We perform a similar thing for the
Now, if we record the above analysis in the design environment, the script will record correctly!
While in recording mode , any calls to
crandas.get_table() will have their handle replaced by the dummy handle for the command result, however the real handle will still be present in the recorded script.
This means that when the script is later saved and approved, the same sequence of commands can be executed in the production environment.
Uploading data from crandas within authorized mode#
To upload data to the production environment, we also need approval. A typical user can use the Portal, which is already authorized to perform uploads. To upload data from crandas, the user needs a similar authorization.
Roughly, there are two possibilities:
Option 1: Recording an upload script#
The user records a script for a single upload. They can use the methods described above to record a script that uploads a table. Of course, they may upload several tables in one script as well. They submit the script for approval, and then load the approved script for use in the production environment, where they upload the real data.
>>> cd.script.record() >>> table = cd.read_csv("dummy_data.csv") >>> print(table.handle) >>> cd.script.save("upload-dummy-data.json")
Note, we do not use
dummy_for here, because there is no production handle available yet.
>>> cd.script.load("upload-dummy-data.approved") >>> table = cd.read_csv("real_data.csv") >>> print(table.handle) >>> cd.script.close()
We print the handle and should save it somewhere because we probably need it to refer to the table later in the analysis.
The downside of this approach is that the query contains structural information about the uploaded table. This means once approval is obtained, the user may only upload a table of identical structure as the one that was authorized. In practice, this means that once a user wants to upload a different table, they have to obtain approval again.
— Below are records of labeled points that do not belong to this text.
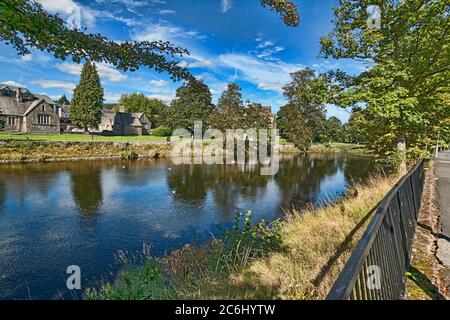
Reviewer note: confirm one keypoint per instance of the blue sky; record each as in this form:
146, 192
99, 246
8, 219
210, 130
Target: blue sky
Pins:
228, 40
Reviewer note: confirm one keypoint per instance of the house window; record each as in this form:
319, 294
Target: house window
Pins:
11, 121
43, 119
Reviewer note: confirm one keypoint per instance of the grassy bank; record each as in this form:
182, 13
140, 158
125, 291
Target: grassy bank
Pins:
26, 151
77, 137
296, 258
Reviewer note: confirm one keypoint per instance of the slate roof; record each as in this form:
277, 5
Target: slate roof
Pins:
46, 98
10, 106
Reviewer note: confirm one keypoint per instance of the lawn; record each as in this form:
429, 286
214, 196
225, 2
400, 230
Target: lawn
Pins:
76, 137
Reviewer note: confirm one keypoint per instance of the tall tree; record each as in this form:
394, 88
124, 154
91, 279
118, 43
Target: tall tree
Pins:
258, 116
63, 100
408, 73
293, 127
193, 102
352, 130
332, 130
305, 92
87, 101
2, 121
229, 113
154, 109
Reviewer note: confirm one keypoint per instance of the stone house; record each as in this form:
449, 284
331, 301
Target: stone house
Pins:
25, 112
124, 123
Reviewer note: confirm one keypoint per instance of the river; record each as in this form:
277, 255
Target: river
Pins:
53, 215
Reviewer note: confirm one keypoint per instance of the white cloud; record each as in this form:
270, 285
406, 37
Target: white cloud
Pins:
225, 5
165, 32
267, 75
167, 11
104, 70
158, 83
161, 96
26, 58
338, 112
13, 83
112, 97
54, 84
65, 8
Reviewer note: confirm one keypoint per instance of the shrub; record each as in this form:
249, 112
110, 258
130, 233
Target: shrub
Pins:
162, 131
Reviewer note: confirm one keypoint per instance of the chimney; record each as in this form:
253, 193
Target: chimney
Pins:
19, 95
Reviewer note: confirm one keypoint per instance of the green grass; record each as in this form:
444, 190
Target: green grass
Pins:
76, 137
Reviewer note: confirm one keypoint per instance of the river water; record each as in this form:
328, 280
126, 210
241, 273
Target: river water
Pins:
53, 215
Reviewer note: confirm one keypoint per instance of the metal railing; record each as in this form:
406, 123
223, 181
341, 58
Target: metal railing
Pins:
377, 267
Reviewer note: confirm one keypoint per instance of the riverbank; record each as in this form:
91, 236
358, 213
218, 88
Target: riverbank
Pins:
298, 257
428, 278
14, 151
45, 151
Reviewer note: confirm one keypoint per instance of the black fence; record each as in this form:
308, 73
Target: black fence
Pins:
376, 269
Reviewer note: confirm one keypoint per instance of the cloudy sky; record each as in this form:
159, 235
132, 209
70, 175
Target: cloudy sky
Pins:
228, 40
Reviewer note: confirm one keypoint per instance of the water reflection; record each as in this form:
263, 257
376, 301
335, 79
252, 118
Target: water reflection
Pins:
56, 214
86, 183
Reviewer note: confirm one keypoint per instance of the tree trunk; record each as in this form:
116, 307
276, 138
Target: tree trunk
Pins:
401, 152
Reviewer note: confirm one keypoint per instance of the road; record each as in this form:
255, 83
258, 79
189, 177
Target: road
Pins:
443, 186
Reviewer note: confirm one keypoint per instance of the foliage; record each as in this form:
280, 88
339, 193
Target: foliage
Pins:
162, 131
404, 90
63, 100
229, 112
26, 24
292, 126
2, 121
306, 93
287, 10
193, 102
137, 102
258, 116
352, 130
87, 101
332, 131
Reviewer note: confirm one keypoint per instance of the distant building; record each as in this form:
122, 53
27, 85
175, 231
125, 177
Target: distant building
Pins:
26, 112
124, 123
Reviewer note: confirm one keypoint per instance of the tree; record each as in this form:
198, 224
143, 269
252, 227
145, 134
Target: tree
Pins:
408, 73
229, 113
26, 24
63, 100
286, 9
332, 130
293, 127
258, 116
305, 92
352, 130
154, 109
193, 102
2, 121
87, 101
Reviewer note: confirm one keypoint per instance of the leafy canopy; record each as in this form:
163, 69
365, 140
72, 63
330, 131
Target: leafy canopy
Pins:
403, 90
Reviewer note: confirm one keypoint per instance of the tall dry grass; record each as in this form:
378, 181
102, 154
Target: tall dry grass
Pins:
298, 258
315, 245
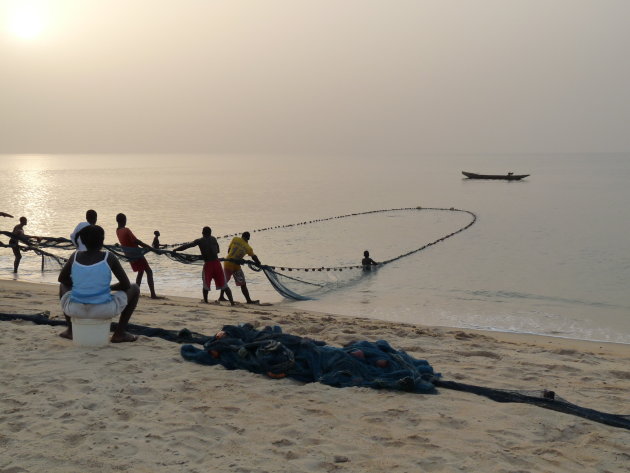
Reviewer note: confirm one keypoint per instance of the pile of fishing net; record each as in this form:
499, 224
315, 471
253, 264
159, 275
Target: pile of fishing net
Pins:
278, 355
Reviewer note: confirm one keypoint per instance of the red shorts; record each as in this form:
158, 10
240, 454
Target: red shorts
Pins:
239, 276
213, 270
139, 265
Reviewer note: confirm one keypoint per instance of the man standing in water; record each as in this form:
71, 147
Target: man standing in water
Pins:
367, 262
90, 217
18, 236
239, 247
140, 265
212, 269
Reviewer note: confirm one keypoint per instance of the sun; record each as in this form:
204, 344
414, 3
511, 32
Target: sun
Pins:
25, 22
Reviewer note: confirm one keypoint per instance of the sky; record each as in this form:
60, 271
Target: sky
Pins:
378, 77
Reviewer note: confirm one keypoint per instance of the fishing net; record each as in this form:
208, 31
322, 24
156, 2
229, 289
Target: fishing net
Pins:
321, 273
309, 282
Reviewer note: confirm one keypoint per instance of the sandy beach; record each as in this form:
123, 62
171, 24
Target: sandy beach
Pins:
140, 407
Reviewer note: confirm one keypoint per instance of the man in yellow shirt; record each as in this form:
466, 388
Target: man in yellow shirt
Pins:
239, 247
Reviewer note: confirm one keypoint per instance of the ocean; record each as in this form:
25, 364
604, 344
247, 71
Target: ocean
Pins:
547, 255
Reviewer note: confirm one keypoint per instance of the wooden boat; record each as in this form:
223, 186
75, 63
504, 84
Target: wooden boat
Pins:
507, 177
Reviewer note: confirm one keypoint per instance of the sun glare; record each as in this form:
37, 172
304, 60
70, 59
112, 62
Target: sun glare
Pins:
25, 22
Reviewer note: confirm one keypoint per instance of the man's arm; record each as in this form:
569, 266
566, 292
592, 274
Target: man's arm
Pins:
64, 276
123, 281
185, 246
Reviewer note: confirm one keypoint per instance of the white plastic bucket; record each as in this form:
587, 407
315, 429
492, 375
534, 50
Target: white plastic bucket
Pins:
90, 332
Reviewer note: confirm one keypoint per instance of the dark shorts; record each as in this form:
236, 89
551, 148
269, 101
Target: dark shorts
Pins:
213, 270
139, 265
239, 276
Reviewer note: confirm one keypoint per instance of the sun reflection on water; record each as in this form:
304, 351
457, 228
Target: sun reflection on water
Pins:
33, 190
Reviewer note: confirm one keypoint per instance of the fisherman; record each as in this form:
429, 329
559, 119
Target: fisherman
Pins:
14, 241
75, 237
85, 286
367, 262
212, 269
140, 265
156, 240
239, 247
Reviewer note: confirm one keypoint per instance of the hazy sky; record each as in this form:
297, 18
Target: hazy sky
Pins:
315, 76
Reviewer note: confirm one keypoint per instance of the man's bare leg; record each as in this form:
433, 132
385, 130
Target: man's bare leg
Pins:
67, 333
18, 258
228, 292
245, 292
121, 335
150, 283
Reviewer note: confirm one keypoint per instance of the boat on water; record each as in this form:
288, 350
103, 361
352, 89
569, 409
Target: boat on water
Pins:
507, 177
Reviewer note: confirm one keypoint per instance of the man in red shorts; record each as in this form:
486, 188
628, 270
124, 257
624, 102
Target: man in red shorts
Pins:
212, 268
140, 265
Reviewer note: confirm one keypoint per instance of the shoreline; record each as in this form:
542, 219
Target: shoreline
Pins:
504, 335
140, 407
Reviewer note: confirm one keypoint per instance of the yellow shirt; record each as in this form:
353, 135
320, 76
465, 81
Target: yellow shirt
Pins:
237, 250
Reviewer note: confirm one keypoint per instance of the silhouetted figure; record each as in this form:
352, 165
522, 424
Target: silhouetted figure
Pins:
212, 268
85, 282
156, 240
367, 262
141, 265
75, 236
14, 242
239, 247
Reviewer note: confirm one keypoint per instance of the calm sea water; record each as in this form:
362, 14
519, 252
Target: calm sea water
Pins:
548, 255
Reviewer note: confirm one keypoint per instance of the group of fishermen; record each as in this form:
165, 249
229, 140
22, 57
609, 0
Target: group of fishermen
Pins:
213, 270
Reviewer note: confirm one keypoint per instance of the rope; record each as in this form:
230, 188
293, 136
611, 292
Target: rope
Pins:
132, 254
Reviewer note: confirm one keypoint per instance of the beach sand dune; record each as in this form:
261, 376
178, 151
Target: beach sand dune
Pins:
140, 407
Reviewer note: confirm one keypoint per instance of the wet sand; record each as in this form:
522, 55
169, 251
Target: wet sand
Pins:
140, 407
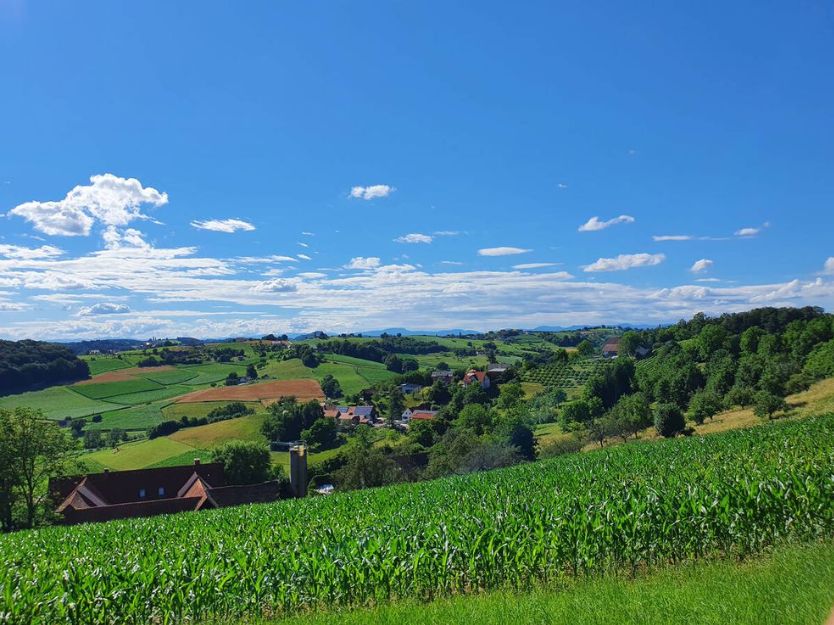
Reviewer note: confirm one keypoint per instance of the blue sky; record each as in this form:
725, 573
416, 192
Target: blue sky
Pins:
214, 169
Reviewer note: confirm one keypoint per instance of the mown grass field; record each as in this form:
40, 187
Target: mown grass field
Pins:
793, 585
58, 402
613, 512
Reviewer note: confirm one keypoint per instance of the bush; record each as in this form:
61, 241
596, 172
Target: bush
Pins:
244, 462
668, 420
One advantage of this approach is that named tables may be used, e.g.
>>> cd.read_csv("dummy_data.csv", name="survey")
This is useful when designing scripts for which the production handles are not yet available. Also, the name is easier to memorize than a randomly generated handle.
Approving a named upload may lead to a potential attack that inadvertently leaks data, where the data provider uploads several different data sets with the same name and compares the result of an approved analysis that uses the table. It is safer to use uploads without a name and reference the resulting handles directly.
Option 2: Authorizing queries outside of scripts#
Approvers can also authorize queries that are not exact scripts that need to be executed in order. Instead, they may approve certain queries on their own, possibly with certain constraints. An analyst may freely use these authorizations within their analysis.
To create such scripts requires manually editing the JSON scripts and replacing concrete values with
##variable## tokens, and this is outside of the scope of this guide.
As an example of this, the approvers may authorize arbitrary uploads. The analyst obtains a signed query file with the approval. They can use it as follows.:
Several authorizations may be loaded into a single session, and they are all searched to match the query that the user wants to execute.